Immunisation medical exemptions for health professionals

Only certain doctors can provide immunisation medical exemptions.

Providing immunisation medical exemptions

The following groups are eligible to provide immunisation medical exemptions:

  • general practitioners—defined by the Health Insurance Act 1973 as:
    • fellows of the Royal Australian College of General Practitioners
    • fellows of the Australian College of Rural and Remote Medicine
    • on Medicare’s Vocational Register of General Practitioners
  • general practice registrars on an approved 3GA training placement
  • paediatricians
  • public health physicians
  • infectious diseases physicians
  • clinical immunologists

Other health professionals are not eligible to certify medical exemptions.

Reasons for immunisation medical exemptions

Doctors must give us a valid medical reason for a medical exemption.

The Department of Health’s Australian Immunisation Handbook lists valid medical reasons for immunisation medical exemptions.

The valid reasons for immunisation medical exemptions are:

  • medical contraindication – use the Australian Immunisation Handbook guidelines to help you decide if a patient should be exempt from immunisation due to an approved medical condition, or
  • natural immunity – in your professional opinion, your patient doesn’t need a vaccine because they have a natural immunity to the disease.
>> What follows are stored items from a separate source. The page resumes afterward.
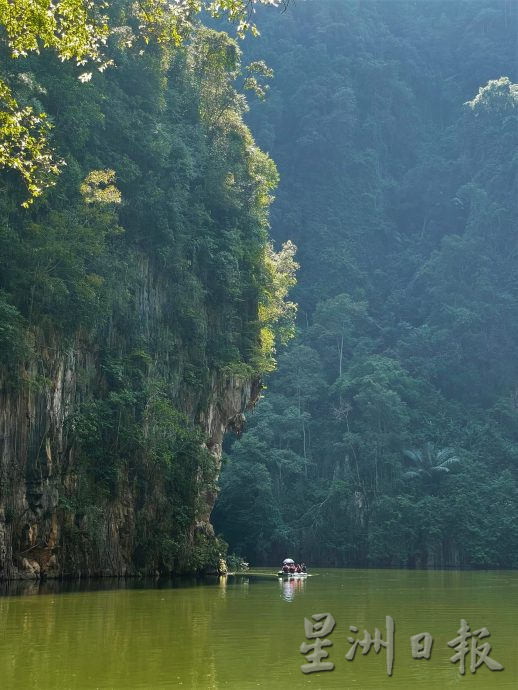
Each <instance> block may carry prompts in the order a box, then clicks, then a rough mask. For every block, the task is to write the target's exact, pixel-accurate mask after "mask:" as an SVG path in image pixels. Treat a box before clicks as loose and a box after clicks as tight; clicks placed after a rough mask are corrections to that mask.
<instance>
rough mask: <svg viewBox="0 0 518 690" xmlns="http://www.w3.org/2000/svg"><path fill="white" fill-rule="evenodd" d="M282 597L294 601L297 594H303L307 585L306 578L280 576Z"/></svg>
mask: <svg viewBox="0 0 518 690" xmlns="http://www.w3.org/2000/svg"><path fill="white" fill-rule="evenodd" d="M279 586H280V588H281V597H282V598H283V599H284V601H293V599H295V597H296V596H298V595H300V594H303V593H304V589H305V587H306V579H305V578H288V579H283V578H279Z"/></svg>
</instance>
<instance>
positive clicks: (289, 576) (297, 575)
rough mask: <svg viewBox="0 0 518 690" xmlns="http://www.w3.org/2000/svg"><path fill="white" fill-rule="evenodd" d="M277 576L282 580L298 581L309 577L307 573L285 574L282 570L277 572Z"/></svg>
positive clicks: (295, 573) (294, 573)
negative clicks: (295, 580)
mask: <svg viewBox="0 0 518 690" xmlns="http://www.w3.org/2000/svg"><path fill="white" fill-rule="evenodd" d="M277 576H278V577H281V578H283V579H284V580H299V579H301V578H304V577H309V573H285V572H283V571H282V570H279V572H278V573H277Z"/></svg>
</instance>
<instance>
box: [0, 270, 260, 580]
mask: <svg viewBox="0 0 518 690" xmlns="http://www.w3.org/2000/svg"><path fill="white" fill-rule="evenodd" d="M161 286H162V287H163V285H162V278H161V277H160V276H157V275H156V274H154V273H153V270H152V269H151V268H150V267H149V265H148V264H147V263H144V265H143V269H142V271H141V280H140V281H139V285H138V286H136V289H135V294H134V301H135V309H136V311H137V314H138V316H139V317H140V318H139V322H140V323H141V327H142V329H143V331H144V332H146V331H147V332H148V333H153V332H160V331H161V329H162V327H163V323H164V322H165V321H166V320H167V302H166V300H164V299H163V295H164V294H165V288H164V289H162V287H161ZM36 337H37V344H36V346H35V352H36V356H35V357H34V358H33V360H32V361H30V362H28V363H27V365H26V370H25V375H26V377H27V378H28V379H30V381H31V383H30V384H29V383H25V384H21V385H17V386H12V385H9V384H8V383H7V382H5V383H4V385H1V387H0V578H1V579H17V578H27V579H32V578H39V577H45V576H46V577H62V576H101V575H102V576H125V575H136V574H138V573H154V572H156V571H157V570H158V571H163V570H164V569H169V570H171V569H172V570H175V571H186V570H192V569H193V567H195V568H198V569H199V568H200V566H202V565H203V564H200V562H197V563H196V565H195V566H193V565H192V562H191V560H190V557H189V554H188V553H187V555H185V556H184V557H183V558H176V560H174V559H173V563H172V565H168V566H165V565H164V563H163V561H162V560H161V558H160V554H159V553H158V555H156V554H155V555H150V554H149V553H146V552H144V553H143V552H142V542H143V539H144V538H146V539H148V540H149V537H150V535H149V534H148V533H147V532H151V533H152V534H151V536H153V537H157V539H158V543H159V541H160V539H166V540H167V539H169V540H173V541H174V539H175V538H176V535H175V530H176V527H175V525H174V524H172V525H171V524H169V525H168V526H167V527H163V526H160V525H163V519H162V518H163V513H164V511H165V512H167V511H168V510H169V508H170V507H171V506H172V504H173V503H174V496H172V495H171V492H170V488H168V486H167V485H166V482H165V479H164V476H163V474H162V473H161V472H160V469H159V468H158V469H157V468H156V467H152V466H151V465H150V464H149V463H148V464H146V462H147V461H146V462H144V461H143V460H142V459H140V460H135V461H134V462H133V463H132V462H128V464H127V466H124V467H122V468H119V469H118V475H117V478H116V482H115V485H114V489H113V490H112V491H111V492H107V491H105V490H104V489H102V487H99V486H98V484H96V482H95V480H92V479H89V490H90V495H93V496H94V499H93V500H92V499H91V500H90V501H89V504H88V506H86V507H85V505H84V501H83V504H81V501H80V500H79V498H80V495H82V494H81V492H82V490H83V489H82V488H81V487H82V486H83V485H84V479H85V477H84V476H83V473H84V469H83V466H82V465H81V464H80V463H79V462H78V459H77V456H78V452H77V441H76V438H75V435H74V429H73V425H72V424H71V420H73V418H74V415H75V414H76V412H77V411H78V409H80V407H81V405H82V404H84V403H85V402H88V401H92V400H93V401H95V400H96V399H98V398H99V397H102V396H106V394H107V383H106V377H105V375H104V373H103V366H102V357H101V354H100V351H101V349H102V347H103V345H104V344H105V343H106V342H111V343H113V342H114V341H116V340H117V339H118V345H117V348H118V350H119V351H120V352H121V353H122V354H124V352H125V350H126V349H127V347H128V346H127V343H126V340H125V337H124V334H120V333H117V331H116V327H114V326H113V325H112V326H111V327H110V329H108V330H107V332H106V333H105V334H104V336H103V338H104V343H103V341H102V340H101V341H99V340H98V339H96V340H95V341H94V340H93V339H89V338H87V337H86V336H84V335H80V334H78V335H77V337H76V339H75V341H74V342H73V343H68V344H66V343H61V342H59V340H56V339H49V338H48V336H47V339H46V340H45V338H44V336H43V334H41V333H39V334H37V336H36ZM94 342H95V343H96V344H95V345H94ZM99 342H100V343H101V344H99ZM180 349H181V347H180ZM186 349H187V348H186ZM158 351H160V348H157V351H156V352H155V353H152V354H153V356H155V357H156V359H157V364H156V367H155V369H158V370H159V371H160V373H161V375H162V377H164V378H166V379H167V381H168V382H169V383H170V390H171V391H172V392H171V400H172V401H173V402H174V404H175V407H176V408H177V409H178V410H179V411H180V412H181V413H182V414H184V415H185V416H186V417H187V418H188V419H190V420H192V421H193V422H194V423H195V425H197V426H198V427H199V428H201V430H202V431H203V434H204V437H205V439H206V446H207V449H208V451H209V453H210V456H211V458H212V462H213V465H214V466H213V471H214V475H215V476H217V475H218V473H219V468H220V460H221V446H222V442H223V436H224V434H225V432H226V430H227V429H229V428H233V429H235V430H237V431H239V429H240V427H241V426H242V423H243V419H244V417H243V412H244V410H245V409H246V407H247V406H248V405H250V404H252V403H253V402H254V401H255V399H256V398H257V397H258V394H259V390H260V385H259V383H258V381H252V380H247V379H246V378H244V377H238V376H236V375H232V374H228V373H227V374H224V373H221V372H217V371H210V369H208V374H207V378H206V381H205V383H204V384H203V385H202V386H200V385H199V384H198V385H197V387H196V389H195V390H194V391H193V389H192V387H191V386H190V385H189V384H188V383H185V380H184V379H185V377H184V376H183V370H184V369H185V367H186V366H187V364H188V359H187V358H186V359H185V360H184V361H183V362H182V361H181V360H178V361H177V363H176V364H174V365H171V363H170V362H168V361H161V360H160V357H159V356H158V354H157V352H158ZM166 359H167V358H166ZM34 382H36V383H34ZM113 433H114V434H115V433H117V430H116V429H114V430H113ZM135 463H137V464H139V467H138V473H137V474H138V476H139V477H140V479H137V474H136V471H135ZM142 477H143V478H144V480H145V481H143V480H142ZM92 492H93V493H92ZM195 493H196V495H195V496H194V498H193V501H196V509H194V508H193V506H187V508H189V509H192V510H191V515H192V516H193V517H192V519H191V525H190V527H189V528H188V531H189V533H190V541H191V543H194V541H195V539H196V535H197V534H202V535H204V538H205V540H206V541H207V540H209V541H210V540H211V539H213V530H212V527H211V525H210V513H211V510H212V508H213V505H214V501H215V498H216V492H215V490H214V488H213V486H203V484H202V485H200V486H199V487H198V489H197V490H196V492H195ZM172 507H173V508H174V505H173V506H172ZM144 524H145V528H144V527H143V525H144ZM154 525H156V533H157V534H154V533H153V531H154ZM184 528H185V526H184ZM155 541H157V540H155ZM158 551H160V548H159V549H158ZM187 551H188V549H187ZM139 554H140V555H139Z"/></svg>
Having a natural immunity to disease means they don’t need to get that vaccine to be considered up to date with their vaccinations

There are only 2 absolute medical contraindications that apply to all vaccines:

  • anaphylaxis following a previous dose of the relevant vaccine
  • anaphylaxis following any component of the relevant vaccine

These are not valid medical reasons for an immunisation medical exemption:

  • mild illness without fever – temperature below 38.5ºC
  • family history of any adverse events following immunisation
  • past history of convulsions
  • treatment with antibiotics
  • treatment with locally acting steroids – inhaled or low-dose topical steroids
  • replacement corticosteroids
  • asthma, eczema, atopy, hay fever or ‘snuffles’
  • previous infection with the same pathogen
  • prematurity – vaccination shouldn’t be postponed and can be given if the infant is medically stable
  • history of neonatal jaundice
  • low weight in an otherwise healthy child
  • neurological conditions, including cerebral palsy and Down syndrome
  • contact with an infectious disease
  • child’s mother is pregnant
  • child is being breastfed
  • woman is breastfeeding
  • recent or imminent surgery
  • poorly documented vaccination history

For more information check the Australian Immunisation Handbook (Table 2.1.4).

Recording immunisation medical exemptions on the Australian Immunisation Register (AIR)

Eligible doctors can tell us about a medical contraindication or natural immunity by:

Eligible doctors must identify:

  • the medical contraindication
  • which vaccines your patient can’t have
  • if the contraindication is temporary or permanent, or
  • which vaccines aren’t needed due to natural immunity

If a patient has a valid immunisation medical exemption recorded on the AIR, it will display on their Immunisation History Statement.

Parents and guardians may use the medical exemption to meet immunisation requirements for some family assistance payments and child care or school enrolment.

An incomplete, invalid or unsigned notification will be returned to you.

Giving false or misleading information is a serious offence under the Criminal Code Act 1995 (Cth). We regularly undertake audits and make enquiries to make sure people get correct payments. If we become aware of any false or misleading information or fraudulent activity, the Commonwealth will pursue the relevant person(s) to the extent permitted by law.